墨懿倒是渾不在意舉步走到沙發上,舒適的放鬆着身體:“是啊,三月磨礪,與天地合,可惜還是差了一關,不過我自己倒是早就清楚這點,不奇怪,倒是你怎麼沒有去關心你的,小正太啊?”
聽聞墨懿的調侃,唐紫塵也並不着惱,輕移蓮步,從窗臺走進客廳,並未坐下只是接道:“這次是我失算了,未有想到二十億美元,激瞭如此多的人出來,就目前的資料來看,伊賀源,崔長白,阮洪修,都只能算二流人物,上一代拳宗乃蓬.寶師鈴,‘小武神’周炳林,中南海第一高手武運隆,甚至我多年不見的老對手嚴元儀都出來了。”
墨懿聽聞一個個高手名稱,眼神微動,但是最終卻是莞爾一笑:“有變數纔是正常的,何況這些人,哈。”
唐紫塵嚴肅的看着他說道:“不要小看這些人,上一代拳宗不說,周炳林我見了一面,五十歲多的人了,用儒家養身法還保持着體力巔峰,就是我出手都不敢說不付出代價拿下,何況武運隆和嚴元儀,九成已經抱丹,與我等並不差毫分,何況這次比武不是這麼簡單,我聽說嚴元儀這次是那個‘斬首王’請出來的。”

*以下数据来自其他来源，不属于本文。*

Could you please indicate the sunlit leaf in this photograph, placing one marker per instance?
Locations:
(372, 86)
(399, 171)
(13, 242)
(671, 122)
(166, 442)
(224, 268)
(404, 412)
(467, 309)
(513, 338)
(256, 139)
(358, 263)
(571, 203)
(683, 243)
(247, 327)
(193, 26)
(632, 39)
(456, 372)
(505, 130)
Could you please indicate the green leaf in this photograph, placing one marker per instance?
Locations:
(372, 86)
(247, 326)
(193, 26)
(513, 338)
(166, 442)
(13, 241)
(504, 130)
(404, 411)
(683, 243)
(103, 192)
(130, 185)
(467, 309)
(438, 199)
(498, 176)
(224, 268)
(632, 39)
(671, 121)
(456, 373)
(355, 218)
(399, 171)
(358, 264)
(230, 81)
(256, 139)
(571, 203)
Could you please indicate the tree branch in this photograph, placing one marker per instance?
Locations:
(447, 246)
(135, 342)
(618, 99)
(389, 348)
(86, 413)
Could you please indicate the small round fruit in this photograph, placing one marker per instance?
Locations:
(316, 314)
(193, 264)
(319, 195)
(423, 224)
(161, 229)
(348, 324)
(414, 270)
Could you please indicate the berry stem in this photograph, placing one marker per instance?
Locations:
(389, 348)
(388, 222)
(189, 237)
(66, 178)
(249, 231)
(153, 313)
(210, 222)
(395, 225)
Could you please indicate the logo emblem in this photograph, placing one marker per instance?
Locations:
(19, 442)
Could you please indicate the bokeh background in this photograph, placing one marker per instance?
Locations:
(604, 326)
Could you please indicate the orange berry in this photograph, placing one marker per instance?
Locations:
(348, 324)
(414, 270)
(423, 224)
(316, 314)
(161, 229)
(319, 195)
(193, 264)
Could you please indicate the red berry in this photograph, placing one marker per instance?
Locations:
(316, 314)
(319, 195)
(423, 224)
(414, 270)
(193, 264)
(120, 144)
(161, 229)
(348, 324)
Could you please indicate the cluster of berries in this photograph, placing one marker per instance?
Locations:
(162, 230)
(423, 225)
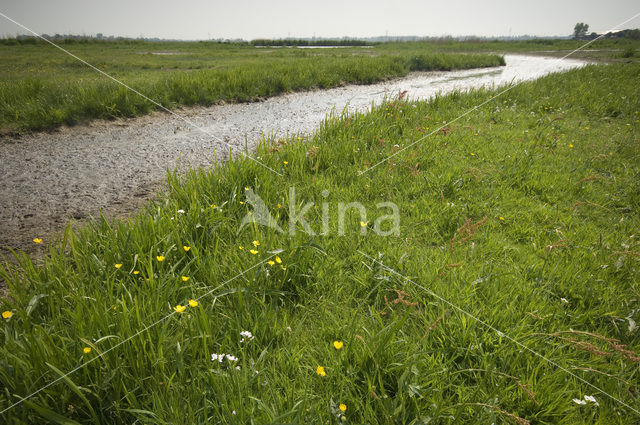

聽聞‘斬首王’的名字墨懿終於來了興趣:“上一次被你一頓好嚇的傢伙?以我對他的瞭解他可不是善罷甘休的人,估計是…..”墨懿忽然想到了一個可能沉吟了起來。
“怎麼了?”唐紫塵疑惑道。
“沒什麼,只是看來,有些事情可以重新計劃一下。”墨懿突然開心一笑,唐紫塵莫名其妙。
“你又有什麼計劃?”“反正不是針對你,不用瞭解,不過這個‘斬首王’需要觀察一下,紫塵幫我關注一下,他下屬幾個部隊的人員調動,然後你最近和這邊的溫和派接觸不少吧?”
唐紫塵並不是很在乎‘斬首王’,不過墨懿這麼問自然有理由:“是有所接觸,你想幹什麼?”
“幫我和他們見個面,我要他們去河北監牢,送一個人過來。”說完墨懿一陣感嘆。
“什麼人能讓你如此上心?”唐紫塵也來了興趣。
“巴立明!”墨懿嘴裡吐出三個字,閉上眼睛似乎在回想什麼:“這個人當年搞破四舊的時候,砸過武當山,少林寺,青城山,峨眉山,五臺山,參加過無數次的百人,千人,萬人大武鬥。後來就被抓起來,判了無期,一直到現在還關着,從二十多歲,關到了現在五十多歲。”
“你從哪裡知道這麼多,有的沒得的人物的。”唐紫塵疑惑道。
“總是有渠道的,這個人朱洪智見過,被他認爲差不多已經是天下第一了,起碼是最接近那一關的人。”墨懿吐了一口氣。
“如果其他人都不能幫我突破瓶頸的話,這個人肯定可以!”
“我也開始感興趣了,我親自去找他!”唐紫塵眼神碩碩,斬釘截鐵的道,不待墨懿再說什麼,擡步走了出去。
墨懿面上並無沮喪,反而面露笑意:把唐紫塵誘過去,這樣才真是都入甕中了,局已經設好了,東亞英豪可有識得者?明日,明日。